❄“Baby it’s cold ooouuuttsssiddde”
It’s that time of year where we’re cruising down the ⛷ slopes, trekking through the snow, and drinking the hot cocoa. It’s Winter Season! When we think of going outside in the winter time, aside from thinking about how to build the best snow fort, we have to think about what to wear to stay warm. Staying warm allows us to play longer. When we feel the cold outside, the body begins to sense changes in the environment’s temperature through receptors in our skin. It then kickstarts two main mechanisms to decrease heat loss to the environment and increase heat production through muscle contraction: vasoconstriction (blood vessel constriction) and thermogenesis (warmth generation) through shivering. And, what’s the first movement you do when you shiver? We shrug those shoulders and cross those arms.
This is not inherently bad, but we don’t need to wear our shoulders as ear muffs throughout the entirety of winter. When our shoulders elevate up and forward, it gets harder to lift our arms overhead. Try it yourself: shrug your shoulders up and forward. Then, raise your arm staying in that position? A bit hard, right? Now try it from a relaxed position where you’re reaching your arm forward then up overhead 🏋️♀️. Perhaps a bit easier and more comfortable? Getting those shoulders and even neck to relax can be beneficial in avoiding those feelings of tightness and crankiness within the shoulder and neck area. Here are some ways to get those shoulders and neck to relax:
- Take a bath. Rx+: add Epsom salts.
- Drink warm beverages (tea, water, etc.).
- Deep breathing
💪Before Gym Class
- 5 minutes 🚴♀️ or 🚣♀️ before class. Add some shoulder or neck stretching after.
- Wear pants and a sweatshirt until your sweating everywhere. Rx+: wear a hat.
- Shoulder and neck rolls.
Alright, those sound doable. What if I’m going for a run outside? Good question. The biggest questions to reflect on before running outside are the following: what is the 🌡 temperature? Is there 💨 wind? What terrain will I be running, snowshoeing, skiing, or biking on? Running on uneven terrain or snow/ice may change what kind of shoes you wear to stay safe from falls, slips, rolling an ankle, or other. The temperature and wind chill factor will determine the layers of clothing you must have in order to decrease risk for a cold injury (see link)❄*. It will also determine how long you should perform your activity for (see link for Wind Chill Table)💨**.

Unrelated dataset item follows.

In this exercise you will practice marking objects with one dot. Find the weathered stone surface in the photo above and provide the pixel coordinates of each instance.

💨** A, United States National Weather Service Wind Chill Chart (figure reproduced from http://www.weather.gov/os/windchill/images/windchillchart3.pdf). B, Meteorological Society of Canada/EnvironmentCanada Wind-Chill Calculation Chart (figure adapted from http://www.msc.ec.gc.ca/education/windchill/windchill_chart_e.cfm)
NATA Position Statement: Environmental Cold Injuries. https://www.ncbi.nlm.nih.gov/pmc/articles/PMC2582557/
Reference: NATA Position Statement: Environmental Cold Injuries. https://www.ncbi.nlm.nih.gov/pmc/articles/PMC2582557/
The above (❄*link) table gives you an example of clothing combinations that can increase your clothing insulation factor. Although it doesn’t provide a correlation with temperature, use your personal preference given how the cold impacts you when you’re outside this winter. Most likely you don’t need an extreme cold weather parka unless you’re in Antarctica, but when in doubt, you can always put on another layer and take it off when you need to. Another tip to remember is to stay dry. Getting your clothes wet may increase heat loss because your body will have to keep that water warm.
To summarize, enjoy your activities outside. Build some awesome forts, participate in epic snow ball fights, and tackle the slopes, but remember the following take home points:
1. Wear pants and a sweatshirt to warm up in at the gym.
2. Wearing multiple DRY layers during outside activities always better than not enough.
3. Drink a cup of hot cocoa, water, or tea during the day.
4. Take a hot bath or shower at home letting the water run over the neck and shoulders.
5. Take some deep breaths and let those shoulders sink down. Perform some slow shoulder and neck rolls to get things moving.
6. If 1-5 don’t work, performing 10 burpees on the spot. Never fails 😜.